Is there middle ground between stringent FDR and uncorrected paired t-tests? Probably. Many investigators now “relax” the P value after ANOVA and FDR correction until they get hits. These hits, or “hypotheses” are then tested with qRT-PCR. In the Rampil et al. study, it appears that two genes were tested by qRT-PCR, but only one was in their set of 424 hits from the microarray approach. Even in this one, it is not clear if the hypothesis was confirmed, as the PCR data were not provided.
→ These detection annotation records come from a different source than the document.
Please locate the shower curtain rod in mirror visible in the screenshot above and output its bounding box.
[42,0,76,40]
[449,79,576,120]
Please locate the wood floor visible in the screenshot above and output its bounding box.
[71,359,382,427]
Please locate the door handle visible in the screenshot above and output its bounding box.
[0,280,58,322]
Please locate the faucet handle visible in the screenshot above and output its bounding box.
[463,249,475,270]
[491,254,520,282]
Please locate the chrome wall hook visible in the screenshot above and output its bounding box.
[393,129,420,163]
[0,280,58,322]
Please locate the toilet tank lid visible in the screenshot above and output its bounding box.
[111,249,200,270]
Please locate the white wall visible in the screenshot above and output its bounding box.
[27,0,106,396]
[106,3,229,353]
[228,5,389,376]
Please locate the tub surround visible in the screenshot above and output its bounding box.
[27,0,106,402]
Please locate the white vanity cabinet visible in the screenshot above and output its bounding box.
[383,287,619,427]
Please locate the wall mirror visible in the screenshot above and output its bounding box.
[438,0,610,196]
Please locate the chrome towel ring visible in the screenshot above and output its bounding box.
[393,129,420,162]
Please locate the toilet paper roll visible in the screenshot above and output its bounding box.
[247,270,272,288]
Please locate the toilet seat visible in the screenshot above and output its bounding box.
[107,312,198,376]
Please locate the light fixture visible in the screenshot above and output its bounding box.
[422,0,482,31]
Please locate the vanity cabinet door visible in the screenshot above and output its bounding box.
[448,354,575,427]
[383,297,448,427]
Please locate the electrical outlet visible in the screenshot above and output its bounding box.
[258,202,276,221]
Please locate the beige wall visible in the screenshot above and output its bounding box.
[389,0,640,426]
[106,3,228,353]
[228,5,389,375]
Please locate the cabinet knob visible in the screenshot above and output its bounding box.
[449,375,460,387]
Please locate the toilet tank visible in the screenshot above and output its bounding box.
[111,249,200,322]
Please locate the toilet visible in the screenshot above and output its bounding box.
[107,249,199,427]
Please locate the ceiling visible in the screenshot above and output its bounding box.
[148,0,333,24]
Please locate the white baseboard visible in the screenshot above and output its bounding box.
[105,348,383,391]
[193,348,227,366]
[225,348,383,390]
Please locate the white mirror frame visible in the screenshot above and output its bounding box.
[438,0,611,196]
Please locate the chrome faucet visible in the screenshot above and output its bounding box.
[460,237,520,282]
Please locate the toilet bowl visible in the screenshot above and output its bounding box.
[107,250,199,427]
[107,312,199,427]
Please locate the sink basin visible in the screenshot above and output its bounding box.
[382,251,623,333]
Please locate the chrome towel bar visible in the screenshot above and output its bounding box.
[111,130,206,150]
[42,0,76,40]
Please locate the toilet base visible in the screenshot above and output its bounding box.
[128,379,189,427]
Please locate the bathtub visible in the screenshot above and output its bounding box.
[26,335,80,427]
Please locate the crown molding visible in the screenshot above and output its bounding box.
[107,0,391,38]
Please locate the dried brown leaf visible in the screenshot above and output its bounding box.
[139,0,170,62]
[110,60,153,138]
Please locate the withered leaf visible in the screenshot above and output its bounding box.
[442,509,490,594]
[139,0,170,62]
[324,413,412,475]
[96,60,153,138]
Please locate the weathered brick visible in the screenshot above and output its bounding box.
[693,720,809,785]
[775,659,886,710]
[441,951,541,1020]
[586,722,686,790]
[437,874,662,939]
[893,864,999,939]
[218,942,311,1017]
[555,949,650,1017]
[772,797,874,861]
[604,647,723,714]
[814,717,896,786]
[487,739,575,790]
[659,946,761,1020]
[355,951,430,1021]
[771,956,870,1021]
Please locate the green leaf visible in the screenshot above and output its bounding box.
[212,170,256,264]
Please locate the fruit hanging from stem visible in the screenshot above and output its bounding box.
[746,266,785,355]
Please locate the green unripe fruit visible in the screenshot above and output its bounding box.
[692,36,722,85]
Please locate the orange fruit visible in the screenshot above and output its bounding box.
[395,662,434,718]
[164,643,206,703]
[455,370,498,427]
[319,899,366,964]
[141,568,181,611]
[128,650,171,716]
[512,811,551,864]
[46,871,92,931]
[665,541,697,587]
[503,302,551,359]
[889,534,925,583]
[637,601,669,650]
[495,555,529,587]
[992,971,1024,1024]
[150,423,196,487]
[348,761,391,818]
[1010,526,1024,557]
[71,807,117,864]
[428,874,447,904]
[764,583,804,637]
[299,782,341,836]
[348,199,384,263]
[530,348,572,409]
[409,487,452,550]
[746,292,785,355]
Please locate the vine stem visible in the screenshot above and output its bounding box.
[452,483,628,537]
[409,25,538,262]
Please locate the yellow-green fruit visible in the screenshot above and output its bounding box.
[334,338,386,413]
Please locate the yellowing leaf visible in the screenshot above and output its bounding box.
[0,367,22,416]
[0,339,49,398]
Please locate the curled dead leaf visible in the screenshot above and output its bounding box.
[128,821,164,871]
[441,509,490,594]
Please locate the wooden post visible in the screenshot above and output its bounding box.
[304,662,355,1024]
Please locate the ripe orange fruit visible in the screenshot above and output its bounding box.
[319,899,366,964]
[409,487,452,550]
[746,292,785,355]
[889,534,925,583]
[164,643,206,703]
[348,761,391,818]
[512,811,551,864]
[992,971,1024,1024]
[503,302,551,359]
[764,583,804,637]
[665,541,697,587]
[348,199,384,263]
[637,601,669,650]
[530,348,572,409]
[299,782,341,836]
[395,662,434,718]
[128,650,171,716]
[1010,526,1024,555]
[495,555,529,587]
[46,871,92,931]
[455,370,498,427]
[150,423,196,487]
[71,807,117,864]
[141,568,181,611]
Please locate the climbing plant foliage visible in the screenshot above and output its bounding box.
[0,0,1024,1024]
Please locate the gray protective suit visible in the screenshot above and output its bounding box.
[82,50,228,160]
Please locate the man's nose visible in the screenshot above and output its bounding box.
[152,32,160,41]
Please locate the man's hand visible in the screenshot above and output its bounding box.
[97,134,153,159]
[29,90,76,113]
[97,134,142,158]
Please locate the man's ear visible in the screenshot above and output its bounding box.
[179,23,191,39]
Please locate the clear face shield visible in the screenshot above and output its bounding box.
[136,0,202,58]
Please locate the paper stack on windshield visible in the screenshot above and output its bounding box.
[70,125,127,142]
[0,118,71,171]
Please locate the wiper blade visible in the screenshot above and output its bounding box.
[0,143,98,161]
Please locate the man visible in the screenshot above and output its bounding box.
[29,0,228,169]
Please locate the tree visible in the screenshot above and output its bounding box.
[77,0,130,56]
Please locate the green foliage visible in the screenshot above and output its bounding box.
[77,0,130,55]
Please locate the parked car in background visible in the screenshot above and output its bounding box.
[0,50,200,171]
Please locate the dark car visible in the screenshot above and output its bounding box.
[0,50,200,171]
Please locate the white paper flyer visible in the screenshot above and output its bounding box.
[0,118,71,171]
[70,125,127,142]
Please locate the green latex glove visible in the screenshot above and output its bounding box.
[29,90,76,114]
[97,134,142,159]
In summary, we certainly sympathize with the authors because negative data, no matter how well-analyzed, are difficult to publish. On the other hand, falsely positive data are, at best, useless. It may be that low affinity drugs like the inhaled anesthetics, at clinical concentration, simply don’t evoke a large enough change in transcription for the undirected microarray approach to detect. Perhaps more focused approaches like qRT-PCR or custom arrays will provide an answer as to whether inhaled anesthetics modulate transcription.
Jonathan Z. Pan, MD, PhD
Roderic G. Eckenhoff, MD
Maryellen F. Eckenhoff, PhD
Department of Anesthesiology & Critical Care
University of Pennsylvania School of Medicine
1. Rampil IJ, Moller DH, Bell AH. Isoflurane modulates genomic expression in rat amygdala. Anesth Analg 2006;102:1431–8.
2. Nadon R, Shoemaker J. Statistical issues with microarrays: processing and analysis. Trends Genet 2002;18:265–71.
3. Pan JZ, Wei HF, Hecker JG, et al. Rat brain DNA transcript profile of halothane and isoflurane exposure. Pharmacogenet Genomics 2006;161:171–82.